Wednesday, April 9, 2008

PPD Prevention: Building a Support System

When possible, prevention is always the best medicine. Studies have shown that new mothers with a strong social support system in place are at much lower risk of developing significant postpartum depression than those who do not have this kind of support. At Postpartum Support International they have an essay written by RN and BSN Carolyn White entitled How You can Build Your Own Social Support Network which presents a thorough easy to understand guide to building and maintaining your social support system including surveys that you can complete to examine how you as a new mother are feeling about your experience.

The author and PSI do make it clear that this essay is meant to be preventative and that if you are currently experiencing PPD or other severe emotional symptoms, it is imperative that you consult a professional in order to receive adequate care. New mothers who are already having emotional difficulties may be too stressed out to try to begin to employ these strategies, and the thrust of the essay is the importance of reaching out and asking for help which is what they suggest current struggling new mothers do albeit in a different way.

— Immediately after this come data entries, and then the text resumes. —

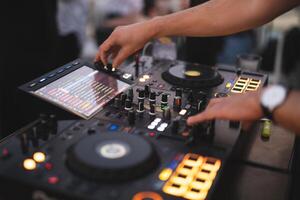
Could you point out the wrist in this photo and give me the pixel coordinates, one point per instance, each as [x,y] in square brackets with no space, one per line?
[156,25]
[257,105]
[272,98]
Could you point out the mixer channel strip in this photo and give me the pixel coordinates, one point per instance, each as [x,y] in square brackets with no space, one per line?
[244,84]
[193,177]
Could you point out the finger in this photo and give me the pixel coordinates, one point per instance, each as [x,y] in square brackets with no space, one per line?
[214,101]
[208,114]
[104,50]
[246,125]
[120,57]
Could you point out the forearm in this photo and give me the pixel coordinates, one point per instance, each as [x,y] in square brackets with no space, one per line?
[220,17]
[288,115]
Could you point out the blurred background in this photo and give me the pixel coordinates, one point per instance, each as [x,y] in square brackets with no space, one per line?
[41,35]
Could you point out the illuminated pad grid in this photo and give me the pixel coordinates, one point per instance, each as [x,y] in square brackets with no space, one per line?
[244,84]
[193,177]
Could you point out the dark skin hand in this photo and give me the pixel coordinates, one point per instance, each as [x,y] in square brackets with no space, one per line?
[213,18]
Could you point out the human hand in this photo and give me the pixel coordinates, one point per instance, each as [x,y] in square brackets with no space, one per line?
[240,107]
[125,41]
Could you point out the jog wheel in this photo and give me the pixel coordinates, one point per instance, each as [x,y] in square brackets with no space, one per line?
[112,157]
[192,76]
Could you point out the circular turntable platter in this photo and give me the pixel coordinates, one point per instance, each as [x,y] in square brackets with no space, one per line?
[192,76]
[112,157]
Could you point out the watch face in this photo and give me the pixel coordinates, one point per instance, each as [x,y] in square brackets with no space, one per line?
[273,96]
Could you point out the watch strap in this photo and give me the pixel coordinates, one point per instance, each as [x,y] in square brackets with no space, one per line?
[269,114]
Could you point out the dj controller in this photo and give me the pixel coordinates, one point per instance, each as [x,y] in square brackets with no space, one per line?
[133,141]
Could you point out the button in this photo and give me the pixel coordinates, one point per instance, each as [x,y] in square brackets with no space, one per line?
[69,66]
[75,63]
[113,127]
[51,75]
[91,131]
[60,71]
[146,76]
[127,76]
[151,127]
[53,180]
[154,123]
[39,157]
[42,80]
[29,164]
[142,80]
[165,174]
[32,85]
[151,134]
[147,195]
[157,120]
[165,125]
[228,85]
[183,112]
[48,166]
[4,153]
[160,129]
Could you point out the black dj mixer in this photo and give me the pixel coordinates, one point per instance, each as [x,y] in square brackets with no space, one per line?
[133,141]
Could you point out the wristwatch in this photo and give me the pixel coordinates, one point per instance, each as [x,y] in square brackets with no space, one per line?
[271,98]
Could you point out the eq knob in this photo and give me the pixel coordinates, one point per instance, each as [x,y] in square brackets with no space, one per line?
[164,101]
[190,97]
[141,109]
[128,104]
[152,111]
[24,143]
[141,96]
[33,137]
[152,98]
[178,92]
[175,126]
[44,130]
[131,117]
[167,114]
[117,102]
[147,90]
[52,123]
[130,94]
[123,99]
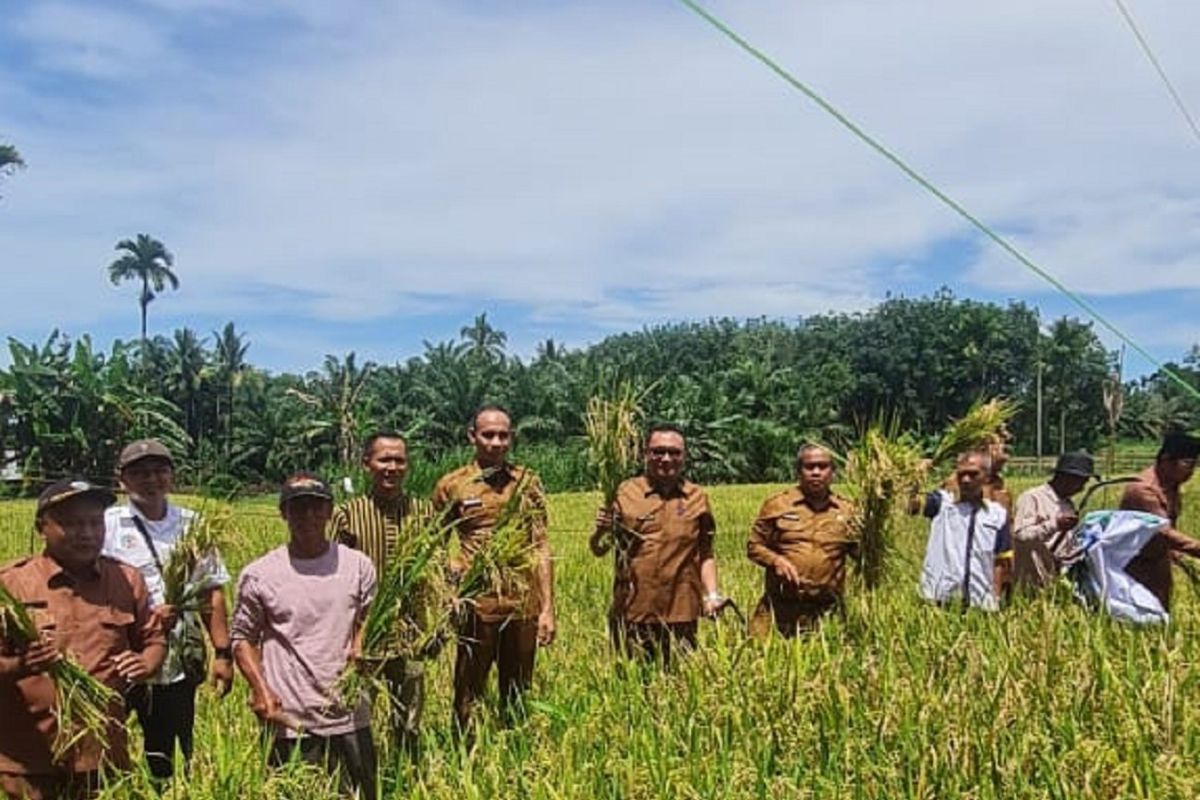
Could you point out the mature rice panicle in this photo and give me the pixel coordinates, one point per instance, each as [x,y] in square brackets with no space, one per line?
[612,437]
[983,425]
[82,703]
[503,563]
[882,471]
[204,537]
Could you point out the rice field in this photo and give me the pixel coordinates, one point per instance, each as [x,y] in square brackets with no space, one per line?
[895,699]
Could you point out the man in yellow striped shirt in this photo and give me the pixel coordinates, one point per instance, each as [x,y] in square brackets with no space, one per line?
[375,523]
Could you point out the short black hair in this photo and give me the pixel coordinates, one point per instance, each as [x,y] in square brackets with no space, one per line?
[484,409]
[369,445]
[663,427]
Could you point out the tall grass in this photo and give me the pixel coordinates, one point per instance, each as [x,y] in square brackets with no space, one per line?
[894,699]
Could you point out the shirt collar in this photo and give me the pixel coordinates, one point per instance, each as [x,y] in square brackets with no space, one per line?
[682,489]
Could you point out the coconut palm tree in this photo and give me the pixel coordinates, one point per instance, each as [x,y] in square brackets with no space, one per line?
[10,160]
[148,260]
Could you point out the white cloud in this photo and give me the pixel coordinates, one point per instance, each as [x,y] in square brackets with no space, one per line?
[611,166]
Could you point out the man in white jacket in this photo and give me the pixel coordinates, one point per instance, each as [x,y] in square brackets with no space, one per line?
[970,547]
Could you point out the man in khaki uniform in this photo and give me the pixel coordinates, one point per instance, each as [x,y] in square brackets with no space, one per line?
[1157,491]
[665,575]
[1045,515]
[499,629]
[802,537]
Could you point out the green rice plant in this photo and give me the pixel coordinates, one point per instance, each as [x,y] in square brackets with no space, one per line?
[408,613]
[882,471]
[82,704]
[503,563]
[612,437]
[982,426]
[203,539]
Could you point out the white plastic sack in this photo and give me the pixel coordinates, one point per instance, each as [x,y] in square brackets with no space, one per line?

This essay is an interesting read with information that could be applied to the lives of people from all walks of life. White begins her How-To guide with five steps that anyone regardless of pregnancy status could benefit from.
Below are five steps that will aid you in the process of developing a healthier network: taking stock of social support, naming names for social support, asking for help, persevering in support and keeping reciprocity in mind.

Finally, and perhaps most importantly, in her conclusion White stresses the fact that you should not feel guilty for any negative feelings you have with regard to motherhood. She also illustrates the importance of taking care of yourself in order to offer your baby the best mothering possible.
Make time and energy now to reach out to the support system you already have in place or to begin building and enhancing your support network. By taking one small step at a time you can create a little victory for yourself everyday. Getting what you need enhances your ability to give to your baby. You and your whole family will be off to a healthier start.

Having a social support system is very important period, but especially during a trying experience such as new motherhood. It's a continuing theme in my posts about PPD but I can't help it. PPD is shrouded in unnecessary shame and secrecy and just the knowledge that you are not alone can be a big help in recovering. So hold your head up high, speak out, reach out, ask for help, share your story and remember:
You are not alone. You are not to blame.